Red Green Repeat Adventures of a Spec Driven Junkie

Writing Release Notes with git log

Relief of a Female Deity's Head

When I make pull requests, I encourage the use of a leading: “FEATURE” or “FIX” along with Chris Beams post

I followed it because for those reasons, it makes sense. “Future me” really appreciates the thought “past me” put into writing a better pull request message. The change is either a feature or a fix, right?!

Immediate Use Cases

Most of the time, the benefit of this messaging is only immediate, in the email subject line.

Another moment where this benefit is apparent is debugging: “Interesting, this is a feature/fix change…” but this is not as frequent, nor as beneficial..

Release Notes

I found another time where this messaging format is beneficial: writing release notes!

If you hate writing documentation, writing release notes will probably drive you up the wall.
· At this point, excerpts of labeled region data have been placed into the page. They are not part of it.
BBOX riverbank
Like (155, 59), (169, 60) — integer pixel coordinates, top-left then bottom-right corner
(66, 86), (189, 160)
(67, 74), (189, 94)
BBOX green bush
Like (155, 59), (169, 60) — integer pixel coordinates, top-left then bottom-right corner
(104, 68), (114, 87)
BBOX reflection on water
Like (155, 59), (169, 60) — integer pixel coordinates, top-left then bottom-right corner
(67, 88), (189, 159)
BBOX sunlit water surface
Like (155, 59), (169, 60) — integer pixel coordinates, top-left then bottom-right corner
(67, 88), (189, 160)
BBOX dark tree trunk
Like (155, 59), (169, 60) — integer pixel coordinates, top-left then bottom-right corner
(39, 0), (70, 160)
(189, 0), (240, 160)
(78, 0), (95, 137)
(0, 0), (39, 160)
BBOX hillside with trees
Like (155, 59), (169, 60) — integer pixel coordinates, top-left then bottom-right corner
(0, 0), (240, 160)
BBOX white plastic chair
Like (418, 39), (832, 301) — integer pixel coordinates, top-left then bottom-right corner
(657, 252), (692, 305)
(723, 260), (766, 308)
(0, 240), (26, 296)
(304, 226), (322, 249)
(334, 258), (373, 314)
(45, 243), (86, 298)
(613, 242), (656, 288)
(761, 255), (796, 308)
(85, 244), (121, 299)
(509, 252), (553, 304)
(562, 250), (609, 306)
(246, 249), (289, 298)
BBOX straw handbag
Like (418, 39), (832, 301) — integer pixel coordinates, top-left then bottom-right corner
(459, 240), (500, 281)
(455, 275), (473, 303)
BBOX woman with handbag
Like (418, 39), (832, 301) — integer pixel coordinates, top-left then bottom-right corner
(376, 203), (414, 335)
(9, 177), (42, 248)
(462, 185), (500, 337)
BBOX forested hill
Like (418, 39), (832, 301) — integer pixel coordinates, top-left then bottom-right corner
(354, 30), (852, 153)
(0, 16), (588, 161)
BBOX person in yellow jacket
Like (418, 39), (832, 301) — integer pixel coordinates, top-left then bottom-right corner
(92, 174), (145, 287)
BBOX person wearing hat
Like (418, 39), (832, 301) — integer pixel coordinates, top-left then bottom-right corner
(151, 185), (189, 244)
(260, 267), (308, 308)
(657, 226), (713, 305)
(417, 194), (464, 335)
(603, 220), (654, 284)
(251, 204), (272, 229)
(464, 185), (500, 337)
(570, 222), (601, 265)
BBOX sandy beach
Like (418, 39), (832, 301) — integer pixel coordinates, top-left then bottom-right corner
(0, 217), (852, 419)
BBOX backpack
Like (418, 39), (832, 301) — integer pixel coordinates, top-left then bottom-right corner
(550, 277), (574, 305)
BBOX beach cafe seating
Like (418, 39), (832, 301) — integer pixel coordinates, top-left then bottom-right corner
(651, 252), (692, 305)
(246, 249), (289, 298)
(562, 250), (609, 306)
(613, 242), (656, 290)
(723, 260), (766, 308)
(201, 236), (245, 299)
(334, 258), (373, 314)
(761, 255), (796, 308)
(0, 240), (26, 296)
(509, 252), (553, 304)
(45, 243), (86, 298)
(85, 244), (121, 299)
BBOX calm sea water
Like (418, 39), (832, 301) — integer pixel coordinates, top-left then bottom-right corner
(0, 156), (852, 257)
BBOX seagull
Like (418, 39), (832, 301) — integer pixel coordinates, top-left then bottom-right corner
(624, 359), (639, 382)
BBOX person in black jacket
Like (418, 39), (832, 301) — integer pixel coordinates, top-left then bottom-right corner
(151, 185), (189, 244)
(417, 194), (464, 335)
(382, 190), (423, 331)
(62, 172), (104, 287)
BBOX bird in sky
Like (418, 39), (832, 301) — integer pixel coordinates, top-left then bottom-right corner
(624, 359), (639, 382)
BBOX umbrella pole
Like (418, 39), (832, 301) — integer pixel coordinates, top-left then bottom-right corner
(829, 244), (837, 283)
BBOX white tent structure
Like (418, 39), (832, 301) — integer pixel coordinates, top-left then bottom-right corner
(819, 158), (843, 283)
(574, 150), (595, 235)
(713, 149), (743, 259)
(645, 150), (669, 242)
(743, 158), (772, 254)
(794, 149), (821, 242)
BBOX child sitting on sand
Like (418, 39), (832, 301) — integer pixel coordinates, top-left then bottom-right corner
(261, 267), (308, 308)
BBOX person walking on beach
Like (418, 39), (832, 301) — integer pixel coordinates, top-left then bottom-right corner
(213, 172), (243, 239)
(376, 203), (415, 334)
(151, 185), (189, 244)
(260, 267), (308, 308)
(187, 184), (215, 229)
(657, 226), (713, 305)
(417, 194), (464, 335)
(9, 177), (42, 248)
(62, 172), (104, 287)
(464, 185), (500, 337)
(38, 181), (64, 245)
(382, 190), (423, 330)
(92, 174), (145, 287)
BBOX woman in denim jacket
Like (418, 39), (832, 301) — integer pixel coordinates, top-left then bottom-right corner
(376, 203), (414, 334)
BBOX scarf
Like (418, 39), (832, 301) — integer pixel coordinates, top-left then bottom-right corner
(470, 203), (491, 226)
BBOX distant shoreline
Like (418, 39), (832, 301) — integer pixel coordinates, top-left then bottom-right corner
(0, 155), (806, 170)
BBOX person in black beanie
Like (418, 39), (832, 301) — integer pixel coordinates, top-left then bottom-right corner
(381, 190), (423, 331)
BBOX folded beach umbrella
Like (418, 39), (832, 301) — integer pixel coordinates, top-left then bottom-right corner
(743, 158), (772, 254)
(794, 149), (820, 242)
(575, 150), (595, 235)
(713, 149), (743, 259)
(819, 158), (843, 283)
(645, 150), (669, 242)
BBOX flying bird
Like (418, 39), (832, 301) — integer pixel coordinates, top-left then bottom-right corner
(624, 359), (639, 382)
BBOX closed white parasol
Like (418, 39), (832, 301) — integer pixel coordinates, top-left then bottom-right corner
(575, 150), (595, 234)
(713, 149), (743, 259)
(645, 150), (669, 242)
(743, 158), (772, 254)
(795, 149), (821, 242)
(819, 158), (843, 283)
Release notes are basically documentation on code in between the current release and the last release.

If the repository has tags for each release, then tracking changes between releases using git is trivial. $ git diff <past> <current> is sufficient.

How about writing the release notes?

Writing release notes from just code changes is would be an incredible human feat. (and if you can do that, contact me, I’m hiring! :-) )

Release Notes from Pull Request Messages

Instead of writing the release notes from that’s where the pull request message comes in.

Retrieve messages using:

$ git log --graph --pretty=format:'%s' --abbrev-commit --date=relative master..release

On a repository where every commit message starts with FEATURE or FIX, the results will look like:

  • FIX: Remove Spirit hands (#123)
  • FEATURE: Add rubocop gem (#125)
  • FIX: Optimize serializer performance (#132)
  • Merge pull request #134 from a-leung/develop
  • FEATURE: Add Flipper gem (#124)

Once sorted into categories:

Features

  • Add Flipper gem (#124)
  • Add rubocop gem (#125)

Fixes

  • Optimize serializer performance (#132)
  • Remove Spirit hands (#123)

and voila, instant release notes that are accurate, comprehensive, and pretty!

Conclusion

To have great release notes from git commit messages, requires a small change where writing each commit message succinctly with FEATUREor FIX in the message and following Chris Beams’ commit message style. Using the $ git log command to extract out messages creates a nice summary of messages that are perfect for release notes.

The small effort adds up over time and the pay off is big!